Sorry, but I am not completely following. Using your example, consider
the morphism 0 -> 0, 1 -> 2 from (1) -> (2) in Δ. Exactly which would the
associated opposite morphism (2) -> (1) be in Δ^op?

Thank you.

On Sat, 06 Feb 2010 04:23:05 -0800, victor_meldrew_666(a)yahoo.co.uk wrote:

> On 5 Feb, 20:07, Omega John <omega_john_userfrien...(a)gmail.com> wrote:
>> Hi,
>>
>> Exactly what is the difference? I know that morphisms in the former are
>> non-decreasing maps. Are the morphisms of the latter non-increasing
>> maps?
>
> No.
>
> One category is the opposite of the other.
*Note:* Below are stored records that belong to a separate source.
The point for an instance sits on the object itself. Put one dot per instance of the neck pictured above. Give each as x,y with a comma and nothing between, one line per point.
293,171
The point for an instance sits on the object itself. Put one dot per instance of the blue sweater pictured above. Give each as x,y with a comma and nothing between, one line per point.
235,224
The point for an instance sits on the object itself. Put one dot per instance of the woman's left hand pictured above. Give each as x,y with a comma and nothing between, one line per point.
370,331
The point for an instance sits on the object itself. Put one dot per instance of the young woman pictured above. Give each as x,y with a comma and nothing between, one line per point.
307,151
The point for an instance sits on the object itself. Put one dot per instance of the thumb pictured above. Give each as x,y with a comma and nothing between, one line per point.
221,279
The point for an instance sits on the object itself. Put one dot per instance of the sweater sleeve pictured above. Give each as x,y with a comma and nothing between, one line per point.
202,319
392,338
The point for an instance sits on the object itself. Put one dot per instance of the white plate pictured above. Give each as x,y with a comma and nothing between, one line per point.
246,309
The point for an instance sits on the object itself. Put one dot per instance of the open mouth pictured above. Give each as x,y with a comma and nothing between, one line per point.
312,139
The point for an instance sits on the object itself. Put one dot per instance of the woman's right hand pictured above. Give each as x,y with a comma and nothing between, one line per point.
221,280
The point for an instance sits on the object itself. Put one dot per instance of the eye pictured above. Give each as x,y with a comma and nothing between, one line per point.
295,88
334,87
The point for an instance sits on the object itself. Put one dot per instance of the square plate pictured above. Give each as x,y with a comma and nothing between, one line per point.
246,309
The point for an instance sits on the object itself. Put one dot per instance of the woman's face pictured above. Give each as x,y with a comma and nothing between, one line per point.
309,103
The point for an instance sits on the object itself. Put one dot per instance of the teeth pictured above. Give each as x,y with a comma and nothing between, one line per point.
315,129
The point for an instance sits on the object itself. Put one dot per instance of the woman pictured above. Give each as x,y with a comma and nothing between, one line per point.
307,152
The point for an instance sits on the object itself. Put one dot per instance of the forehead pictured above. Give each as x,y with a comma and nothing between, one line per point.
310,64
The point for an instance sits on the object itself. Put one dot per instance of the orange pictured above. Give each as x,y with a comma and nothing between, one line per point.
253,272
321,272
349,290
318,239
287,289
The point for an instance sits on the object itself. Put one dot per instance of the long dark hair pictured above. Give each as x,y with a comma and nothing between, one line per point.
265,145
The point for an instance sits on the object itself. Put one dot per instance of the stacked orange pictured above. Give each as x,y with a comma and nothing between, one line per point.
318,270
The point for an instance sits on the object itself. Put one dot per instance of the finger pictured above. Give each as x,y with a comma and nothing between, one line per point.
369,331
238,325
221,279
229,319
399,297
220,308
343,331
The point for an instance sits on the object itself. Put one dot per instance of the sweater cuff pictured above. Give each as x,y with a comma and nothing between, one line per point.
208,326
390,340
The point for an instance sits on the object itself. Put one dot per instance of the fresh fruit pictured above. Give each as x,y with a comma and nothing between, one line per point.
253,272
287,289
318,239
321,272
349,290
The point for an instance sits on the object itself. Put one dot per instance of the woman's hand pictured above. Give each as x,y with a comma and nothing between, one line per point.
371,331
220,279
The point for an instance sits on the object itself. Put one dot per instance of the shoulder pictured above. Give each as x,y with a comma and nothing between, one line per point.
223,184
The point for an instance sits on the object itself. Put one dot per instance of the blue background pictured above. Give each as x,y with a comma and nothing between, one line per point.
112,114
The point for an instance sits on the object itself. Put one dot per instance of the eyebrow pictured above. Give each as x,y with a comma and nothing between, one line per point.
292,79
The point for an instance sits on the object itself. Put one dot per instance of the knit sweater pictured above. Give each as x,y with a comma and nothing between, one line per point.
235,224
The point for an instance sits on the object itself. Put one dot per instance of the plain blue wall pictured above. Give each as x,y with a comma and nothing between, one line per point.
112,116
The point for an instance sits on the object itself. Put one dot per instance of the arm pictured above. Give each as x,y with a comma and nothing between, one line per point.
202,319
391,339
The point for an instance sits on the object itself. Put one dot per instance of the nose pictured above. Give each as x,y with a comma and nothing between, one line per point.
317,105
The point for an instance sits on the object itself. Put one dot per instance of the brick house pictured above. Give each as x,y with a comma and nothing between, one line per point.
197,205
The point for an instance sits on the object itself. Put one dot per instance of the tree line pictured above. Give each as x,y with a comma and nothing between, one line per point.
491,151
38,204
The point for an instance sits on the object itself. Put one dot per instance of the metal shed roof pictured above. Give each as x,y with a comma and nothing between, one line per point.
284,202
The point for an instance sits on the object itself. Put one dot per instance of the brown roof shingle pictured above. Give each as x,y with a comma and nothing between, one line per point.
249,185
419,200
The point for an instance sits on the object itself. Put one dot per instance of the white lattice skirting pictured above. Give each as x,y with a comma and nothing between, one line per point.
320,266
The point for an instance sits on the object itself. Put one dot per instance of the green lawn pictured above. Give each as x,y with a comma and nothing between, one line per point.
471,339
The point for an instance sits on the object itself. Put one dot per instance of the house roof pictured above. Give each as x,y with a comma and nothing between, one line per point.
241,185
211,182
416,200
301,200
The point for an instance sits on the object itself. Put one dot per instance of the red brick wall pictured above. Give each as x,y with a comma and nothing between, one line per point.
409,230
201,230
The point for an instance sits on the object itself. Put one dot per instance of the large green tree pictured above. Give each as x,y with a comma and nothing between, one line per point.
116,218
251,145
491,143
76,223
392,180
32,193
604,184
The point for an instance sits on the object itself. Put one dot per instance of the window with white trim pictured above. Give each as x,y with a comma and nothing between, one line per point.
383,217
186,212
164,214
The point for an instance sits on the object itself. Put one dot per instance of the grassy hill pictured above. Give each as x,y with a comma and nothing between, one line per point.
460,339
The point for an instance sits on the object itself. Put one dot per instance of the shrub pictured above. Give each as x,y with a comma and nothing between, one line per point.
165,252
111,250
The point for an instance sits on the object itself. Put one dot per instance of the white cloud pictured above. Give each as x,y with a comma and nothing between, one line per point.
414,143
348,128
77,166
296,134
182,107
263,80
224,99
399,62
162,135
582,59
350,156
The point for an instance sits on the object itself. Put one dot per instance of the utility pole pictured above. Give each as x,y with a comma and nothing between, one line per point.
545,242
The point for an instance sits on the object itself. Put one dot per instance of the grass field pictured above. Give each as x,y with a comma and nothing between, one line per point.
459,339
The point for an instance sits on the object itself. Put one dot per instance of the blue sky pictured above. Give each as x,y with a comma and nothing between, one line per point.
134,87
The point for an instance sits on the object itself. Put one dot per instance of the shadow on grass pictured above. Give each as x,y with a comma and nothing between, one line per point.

If your supposition were
> correct, then there would be as many morphisms from _m_ to _n_ in both
> categories (as there are the same number of weakly increasing maps from
> _m_ = {0,1,...,m} to _n_ as there are weakly increasing maps). But in
> the opposite to the simplex category the morphisms from _m_ to _n_
> correspond to weakly increasing maps from _n_ to _m_ and there aren't
> the same number of these as there are from _m_ to _n_ in general. For
> instance there are six weakly increasing maps from _1_ = {0,1} to _2_ =
> {0,1,2} but only for from _2_ to _1_.